There are a number of parameters in R that have global state (e.g. option(), environmental variables, par(), ...) and it's useful to be able to run code temporarily in a different context. devtools provides with_something() function to make this a little eaiser:

with_something <- function(set) {
  function(new, code) {
    old <- set(new)
    on.exit(set(old))
    force(code)
  }
}

You then combine with_something() with a setter function that returns the previous values. There are a number of base R functions that already behave this way:

in_dir <- with_something(setwd)
with_options <- with_something(options)
with_par <- with_something(par)

Others, like Sys.setlocale(), need more wrapping:

set_locale <- function(cats) {
  stopifnot(is.named(cats), is.character(cats))

  old <- vapply(names(cats), Sys.getlocale, character(1))

  mapply(Sys.setlocale, names(cats), cats)
  invisible(old)
}
with_locale <- with_something(set_locale)

capture.output

capture.output2 <- function(..., env = parent.frame()) {

  file <- textConnection("rval", "w", local = TRUE)
  sink(file)
  on.exit(sink())

  args <- dots(...)
  for(i in seq_along(args)) {
    out <- withVisible(eval(args[[i]], env))
    if (out$visible) print(out$value)
  }

  sink()
  on.exit()

  rval
}

The default R implementation makes it possible to supply multiple pieces of code and combines all of their output.

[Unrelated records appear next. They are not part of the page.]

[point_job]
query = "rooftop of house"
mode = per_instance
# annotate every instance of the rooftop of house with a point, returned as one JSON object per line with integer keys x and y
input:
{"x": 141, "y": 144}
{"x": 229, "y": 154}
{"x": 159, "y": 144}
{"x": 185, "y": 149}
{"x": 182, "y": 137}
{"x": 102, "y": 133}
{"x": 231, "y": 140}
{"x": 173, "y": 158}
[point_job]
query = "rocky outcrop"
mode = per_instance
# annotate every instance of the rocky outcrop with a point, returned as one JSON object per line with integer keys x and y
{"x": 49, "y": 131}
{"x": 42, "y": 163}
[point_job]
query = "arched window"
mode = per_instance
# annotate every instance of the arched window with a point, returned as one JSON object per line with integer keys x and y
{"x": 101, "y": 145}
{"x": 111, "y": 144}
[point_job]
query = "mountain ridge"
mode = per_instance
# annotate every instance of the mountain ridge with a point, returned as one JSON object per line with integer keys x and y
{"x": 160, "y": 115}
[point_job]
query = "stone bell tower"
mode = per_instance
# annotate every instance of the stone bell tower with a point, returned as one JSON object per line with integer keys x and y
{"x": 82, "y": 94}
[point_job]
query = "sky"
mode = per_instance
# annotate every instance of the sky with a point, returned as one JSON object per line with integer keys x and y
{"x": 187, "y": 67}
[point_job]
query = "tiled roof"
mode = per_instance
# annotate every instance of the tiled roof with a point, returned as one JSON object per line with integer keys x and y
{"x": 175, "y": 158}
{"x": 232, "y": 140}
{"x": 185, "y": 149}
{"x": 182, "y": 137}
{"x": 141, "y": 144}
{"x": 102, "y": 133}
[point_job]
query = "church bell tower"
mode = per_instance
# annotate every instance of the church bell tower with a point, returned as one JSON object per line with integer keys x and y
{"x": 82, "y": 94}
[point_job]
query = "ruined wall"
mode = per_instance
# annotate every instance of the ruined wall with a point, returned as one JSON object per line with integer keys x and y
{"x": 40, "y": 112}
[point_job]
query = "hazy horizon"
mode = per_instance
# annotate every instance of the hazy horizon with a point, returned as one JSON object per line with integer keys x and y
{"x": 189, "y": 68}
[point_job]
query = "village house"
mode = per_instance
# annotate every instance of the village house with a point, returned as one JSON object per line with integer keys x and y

We could considerably simplify the function if we only captured one output. If we do this, we don't need to explicitly evaluate each part of the code, and can instead explicitly force lazy evaluation.

capture.output3 <- function(code) {
  file <- textConnection("rval", "w", local = TRUE)
  sink(file)
  on.exit(sink())

  force(code)

  sink()
  on.exit()

  rval
}

If you want to capture more types of output (like messages and warnings), you may find the evaluate package helpful. It powers knitr, and does it's best to ensure high fidelity between its output and what you'd see if you copy and pasted the code at the console.

How does local work?

Rewrite to emphasise what local should do, and how you could implement it yourself.

The source code for local is relatively hard to understand because it is very concise and uses some sutble features of evaluation (including non-standard evaluation of both arguments). If you have read computing-on-the-language, you might be able to puzzle it out, but to make it a bit easier I have rewritten it in a simpler style below.

local2 <- function(expr, envir = new.env()) {
  env <- parent.frame()
  call <- substitute(eval(quote(expr), envir))

  eval(call, env)
}
a <- 100
local2({
  b <- a + sample(10, 1)
  my_get <<- function() b
})
my_get()

You might wonder we can't simplify to this:

local3 <- function(expr, envir = new.env()) {
  eval(substitute(expr), envir)
}

But it's because of how the arguments are evaluated - default arguments are evalauted in the scope of the function so that local(x) would not the same as local(x, new.env()) without special effort.

local is effectively identical to

local4 <- function(expr, envir = new.env()) {
  envir <- eval(substitute(envir), parent.frame())
  eval(substitute(expr), envir)
}
local4(9+9)

But a better implementation might be

local5 <- function(expr, envir = NULL) {
  if (is.null(envir))
    envir <- new.env(parent = parent.frame())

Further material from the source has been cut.